Editor's Note: The following article is excerpted with permission from Factory Man by Beth Macy (Little, Brown and Co.). The book details Vaughn-Bassett Chairman John Bassett III's man's battle to save hundreds of jobs by demonstrating the greatness of American business. Part 1 of the excerpt appeared in the August issue.

It was cold inside the factory where John Bassett III finally met with businessman and Communist Party official He YunFeng in northern China in November 2002. The workers’ breath froze in little puffs of vapor. The Chinese furniture magnate looked him “in the damn eye,” Bassett recalled. Then he said something that raised the hair on the back of the Virginian’s neck.

He YunFeng would be happy to provide Bassett with the dressers at a fraction of what they cost to make, a feat Bassett knew would not be possible without Chinese government subsidies. All Bassett had to do in return, He YunFeng said, was close his factories.

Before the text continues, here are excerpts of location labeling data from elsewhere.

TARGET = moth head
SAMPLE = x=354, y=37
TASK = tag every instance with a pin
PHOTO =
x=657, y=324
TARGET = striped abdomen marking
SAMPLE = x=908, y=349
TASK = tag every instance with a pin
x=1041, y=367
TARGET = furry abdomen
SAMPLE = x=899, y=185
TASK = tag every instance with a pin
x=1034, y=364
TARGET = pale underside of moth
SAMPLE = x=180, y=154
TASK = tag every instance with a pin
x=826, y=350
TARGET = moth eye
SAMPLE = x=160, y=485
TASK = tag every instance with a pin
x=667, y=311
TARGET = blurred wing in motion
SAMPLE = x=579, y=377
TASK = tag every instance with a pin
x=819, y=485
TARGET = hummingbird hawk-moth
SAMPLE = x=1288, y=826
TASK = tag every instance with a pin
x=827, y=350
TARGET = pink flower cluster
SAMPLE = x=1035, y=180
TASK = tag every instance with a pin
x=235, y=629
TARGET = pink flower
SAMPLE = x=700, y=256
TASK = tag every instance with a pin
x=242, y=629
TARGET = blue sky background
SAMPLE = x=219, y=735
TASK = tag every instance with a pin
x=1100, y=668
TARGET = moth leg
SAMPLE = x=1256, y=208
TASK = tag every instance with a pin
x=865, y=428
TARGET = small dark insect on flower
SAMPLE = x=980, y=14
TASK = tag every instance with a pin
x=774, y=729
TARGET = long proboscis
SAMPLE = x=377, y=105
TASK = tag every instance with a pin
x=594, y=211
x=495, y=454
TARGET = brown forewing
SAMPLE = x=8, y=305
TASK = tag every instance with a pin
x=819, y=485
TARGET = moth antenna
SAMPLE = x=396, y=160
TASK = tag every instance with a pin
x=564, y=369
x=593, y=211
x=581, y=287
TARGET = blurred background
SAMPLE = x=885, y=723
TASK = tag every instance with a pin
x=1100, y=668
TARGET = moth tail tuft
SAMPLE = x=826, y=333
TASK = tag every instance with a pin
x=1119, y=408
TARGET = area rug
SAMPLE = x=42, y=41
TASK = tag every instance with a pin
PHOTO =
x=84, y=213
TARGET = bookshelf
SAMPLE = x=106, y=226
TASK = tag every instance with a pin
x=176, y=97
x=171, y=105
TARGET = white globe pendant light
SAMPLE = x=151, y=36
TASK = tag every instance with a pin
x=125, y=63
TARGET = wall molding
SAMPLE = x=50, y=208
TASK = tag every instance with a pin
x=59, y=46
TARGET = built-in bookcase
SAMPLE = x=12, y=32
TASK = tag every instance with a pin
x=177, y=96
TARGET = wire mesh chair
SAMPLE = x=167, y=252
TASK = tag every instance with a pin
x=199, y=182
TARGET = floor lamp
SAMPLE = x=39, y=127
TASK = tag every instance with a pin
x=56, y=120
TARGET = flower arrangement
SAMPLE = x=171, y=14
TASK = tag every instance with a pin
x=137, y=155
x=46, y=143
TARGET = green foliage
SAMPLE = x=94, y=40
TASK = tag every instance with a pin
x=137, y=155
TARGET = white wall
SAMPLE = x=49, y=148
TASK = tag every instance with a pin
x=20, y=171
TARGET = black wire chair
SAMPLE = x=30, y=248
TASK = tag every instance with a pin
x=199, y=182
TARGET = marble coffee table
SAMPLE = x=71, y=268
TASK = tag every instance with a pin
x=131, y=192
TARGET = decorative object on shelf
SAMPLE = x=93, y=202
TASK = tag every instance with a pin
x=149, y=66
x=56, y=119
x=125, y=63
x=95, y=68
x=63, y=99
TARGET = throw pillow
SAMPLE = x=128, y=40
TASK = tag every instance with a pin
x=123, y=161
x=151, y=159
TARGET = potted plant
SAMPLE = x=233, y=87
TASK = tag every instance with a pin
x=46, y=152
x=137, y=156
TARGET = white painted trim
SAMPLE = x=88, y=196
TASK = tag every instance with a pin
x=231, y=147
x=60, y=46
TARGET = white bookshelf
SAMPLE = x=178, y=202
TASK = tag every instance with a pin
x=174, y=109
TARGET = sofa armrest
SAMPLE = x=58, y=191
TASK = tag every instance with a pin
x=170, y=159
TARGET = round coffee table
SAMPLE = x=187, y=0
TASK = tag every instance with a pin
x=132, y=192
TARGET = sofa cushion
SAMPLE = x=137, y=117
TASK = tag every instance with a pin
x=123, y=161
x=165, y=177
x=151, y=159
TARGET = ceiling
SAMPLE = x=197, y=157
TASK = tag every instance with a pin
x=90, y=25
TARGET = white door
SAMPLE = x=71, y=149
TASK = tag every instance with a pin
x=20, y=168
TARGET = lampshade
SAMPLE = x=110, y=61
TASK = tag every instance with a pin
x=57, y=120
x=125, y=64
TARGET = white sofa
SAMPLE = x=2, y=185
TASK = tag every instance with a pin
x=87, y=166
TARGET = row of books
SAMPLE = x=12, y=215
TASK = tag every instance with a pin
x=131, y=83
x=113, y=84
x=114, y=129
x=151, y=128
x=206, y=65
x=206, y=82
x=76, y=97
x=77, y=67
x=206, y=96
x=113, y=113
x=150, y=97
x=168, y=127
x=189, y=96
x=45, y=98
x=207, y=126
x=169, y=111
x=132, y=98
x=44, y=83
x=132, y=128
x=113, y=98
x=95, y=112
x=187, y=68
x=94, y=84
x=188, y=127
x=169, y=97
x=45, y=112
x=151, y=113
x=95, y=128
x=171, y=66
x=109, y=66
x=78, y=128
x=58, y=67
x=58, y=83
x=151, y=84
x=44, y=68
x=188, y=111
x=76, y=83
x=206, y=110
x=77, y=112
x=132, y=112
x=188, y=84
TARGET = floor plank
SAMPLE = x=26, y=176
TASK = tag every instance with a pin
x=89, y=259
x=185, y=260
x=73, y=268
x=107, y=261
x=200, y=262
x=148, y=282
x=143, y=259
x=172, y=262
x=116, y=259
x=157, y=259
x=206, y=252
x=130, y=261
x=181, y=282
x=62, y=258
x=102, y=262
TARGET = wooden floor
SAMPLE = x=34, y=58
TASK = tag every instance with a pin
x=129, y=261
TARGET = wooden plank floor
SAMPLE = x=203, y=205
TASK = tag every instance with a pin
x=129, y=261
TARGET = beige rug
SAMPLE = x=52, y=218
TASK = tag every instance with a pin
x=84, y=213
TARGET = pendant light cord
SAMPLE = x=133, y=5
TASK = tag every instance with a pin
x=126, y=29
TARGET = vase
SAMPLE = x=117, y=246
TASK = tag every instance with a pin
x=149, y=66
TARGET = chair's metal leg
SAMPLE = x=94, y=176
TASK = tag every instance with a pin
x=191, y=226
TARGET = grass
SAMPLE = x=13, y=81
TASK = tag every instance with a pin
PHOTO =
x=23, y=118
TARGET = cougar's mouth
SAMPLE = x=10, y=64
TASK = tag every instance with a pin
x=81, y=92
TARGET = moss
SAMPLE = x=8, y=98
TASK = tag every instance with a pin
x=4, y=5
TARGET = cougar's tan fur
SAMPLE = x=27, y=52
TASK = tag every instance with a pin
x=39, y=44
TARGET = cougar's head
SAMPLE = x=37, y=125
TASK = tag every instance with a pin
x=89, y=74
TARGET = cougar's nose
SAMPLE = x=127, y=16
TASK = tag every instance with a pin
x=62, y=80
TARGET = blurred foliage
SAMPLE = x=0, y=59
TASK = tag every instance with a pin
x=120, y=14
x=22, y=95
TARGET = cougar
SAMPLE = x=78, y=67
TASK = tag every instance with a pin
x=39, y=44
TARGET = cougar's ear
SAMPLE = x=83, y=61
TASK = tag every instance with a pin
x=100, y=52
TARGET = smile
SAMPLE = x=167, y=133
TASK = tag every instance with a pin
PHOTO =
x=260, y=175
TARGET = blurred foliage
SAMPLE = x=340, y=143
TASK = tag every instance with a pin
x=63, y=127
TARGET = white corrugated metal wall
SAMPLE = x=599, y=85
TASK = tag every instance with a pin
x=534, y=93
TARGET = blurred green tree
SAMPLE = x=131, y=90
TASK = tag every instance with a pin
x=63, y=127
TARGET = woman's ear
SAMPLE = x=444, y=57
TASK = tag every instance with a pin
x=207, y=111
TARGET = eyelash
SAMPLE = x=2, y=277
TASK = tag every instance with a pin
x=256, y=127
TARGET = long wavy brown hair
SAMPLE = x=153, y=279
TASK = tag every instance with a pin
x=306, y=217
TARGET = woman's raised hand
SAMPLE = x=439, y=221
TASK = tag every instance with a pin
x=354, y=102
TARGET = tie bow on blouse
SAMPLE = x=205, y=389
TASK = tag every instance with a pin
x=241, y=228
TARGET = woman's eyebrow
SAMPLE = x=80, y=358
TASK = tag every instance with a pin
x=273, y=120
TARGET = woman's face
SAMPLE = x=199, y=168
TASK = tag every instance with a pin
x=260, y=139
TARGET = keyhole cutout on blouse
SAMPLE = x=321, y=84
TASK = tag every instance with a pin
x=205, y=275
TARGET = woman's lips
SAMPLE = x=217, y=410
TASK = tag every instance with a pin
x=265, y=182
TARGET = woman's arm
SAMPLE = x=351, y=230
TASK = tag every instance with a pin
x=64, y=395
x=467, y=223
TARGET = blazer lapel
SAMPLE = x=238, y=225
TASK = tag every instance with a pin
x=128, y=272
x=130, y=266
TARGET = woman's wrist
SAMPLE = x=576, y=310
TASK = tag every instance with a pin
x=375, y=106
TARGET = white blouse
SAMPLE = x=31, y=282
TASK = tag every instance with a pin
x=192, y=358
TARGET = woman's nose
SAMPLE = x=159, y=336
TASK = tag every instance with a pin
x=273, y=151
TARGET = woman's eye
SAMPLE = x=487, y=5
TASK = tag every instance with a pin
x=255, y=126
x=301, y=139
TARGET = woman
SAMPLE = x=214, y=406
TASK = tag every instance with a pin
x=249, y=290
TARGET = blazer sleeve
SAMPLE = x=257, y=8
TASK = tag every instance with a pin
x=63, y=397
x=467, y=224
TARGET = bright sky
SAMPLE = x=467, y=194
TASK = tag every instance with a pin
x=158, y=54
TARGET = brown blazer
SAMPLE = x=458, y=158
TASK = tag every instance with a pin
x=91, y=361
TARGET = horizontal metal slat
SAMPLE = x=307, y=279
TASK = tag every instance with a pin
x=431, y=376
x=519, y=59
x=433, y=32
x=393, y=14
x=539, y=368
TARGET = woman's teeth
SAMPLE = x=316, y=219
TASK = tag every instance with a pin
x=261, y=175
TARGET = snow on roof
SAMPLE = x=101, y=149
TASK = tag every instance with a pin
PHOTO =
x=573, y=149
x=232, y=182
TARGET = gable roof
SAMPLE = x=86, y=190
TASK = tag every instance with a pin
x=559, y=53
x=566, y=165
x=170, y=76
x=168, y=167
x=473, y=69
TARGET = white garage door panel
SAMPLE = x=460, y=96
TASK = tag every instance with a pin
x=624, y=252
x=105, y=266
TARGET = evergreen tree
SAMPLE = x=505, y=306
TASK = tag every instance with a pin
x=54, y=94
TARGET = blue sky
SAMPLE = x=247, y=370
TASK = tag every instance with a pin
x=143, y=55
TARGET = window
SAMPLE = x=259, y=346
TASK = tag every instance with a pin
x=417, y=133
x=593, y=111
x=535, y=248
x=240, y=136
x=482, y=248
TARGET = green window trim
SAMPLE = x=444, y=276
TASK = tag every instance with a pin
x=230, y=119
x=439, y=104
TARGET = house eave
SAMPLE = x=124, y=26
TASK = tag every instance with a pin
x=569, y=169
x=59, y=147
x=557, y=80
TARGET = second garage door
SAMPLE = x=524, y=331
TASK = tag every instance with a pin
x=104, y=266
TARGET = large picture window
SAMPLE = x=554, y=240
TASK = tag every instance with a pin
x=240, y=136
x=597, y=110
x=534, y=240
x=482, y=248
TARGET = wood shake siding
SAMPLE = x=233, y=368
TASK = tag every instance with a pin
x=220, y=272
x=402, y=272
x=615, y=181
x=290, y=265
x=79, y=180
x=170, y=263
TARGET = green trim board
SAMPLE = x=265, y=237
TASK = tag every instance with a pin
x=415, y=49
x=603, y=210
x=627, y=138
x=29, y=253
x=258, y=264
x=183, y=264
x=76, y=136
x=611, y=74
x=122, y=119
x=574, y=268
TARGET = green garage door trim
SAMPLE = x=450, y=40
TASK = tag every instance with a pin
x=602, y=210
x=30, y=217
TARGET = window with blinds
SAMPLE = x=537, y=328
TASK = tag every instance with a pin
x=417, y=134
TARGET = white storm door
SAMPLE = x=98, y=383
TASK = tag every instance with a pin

John Bassett pictured the whole lot of his hard-charging forebears turning en masse in their graves. He thought of his 1,730 workers — many of whom had followed their parents and grandparents onto the assembly lines — standing in unemployment lines instead. He thought of the smokestacks that for a century had borne his family’s name, and of the legacy he wanted to leave his kids.

Back at home, he felt alone in the industry, with only his two sons and his scrappy little factories; the last American furniture-maker, after three centuries, willing to make a stand. If he could prove the Chinese were selling the product below the cost of the materials; if he could prove their factories were buoyed by Communist government subsidies, in an illegal price dump designed to drive American companies out of business — his company just might survive. If together they could persuade the U.S. Department of Commerce and the U.S. International Trade Commission, maybe the entire industry could be saved.

But those were big ifs, with potentially huge pitfalls. Surely he would be scorned by longtime customers and competitors. He’d be ridiculed by the handful of families that have ruled the $50 billion industry, including some members of his own family who were too busy closing down factories — and cashing their checks — to protect their furniture-making legacy.

He’d be ostracized for standing almost single-handedly against the outflow of furniture jobs from America, for striking back against the one-percenters who were about to move damn-near all their plants to Asia and tear the heart out of the Blue Ridge region he loves.

From the taverns of Virginia to the halls of power in Washington, D.C., from the buzzsaws on the factory floor to the backroads of Liaoning, China, where he would uncover a great lie at the heart of globalization, the answer was clear to John Bassett now. Alone or not, he was going to war.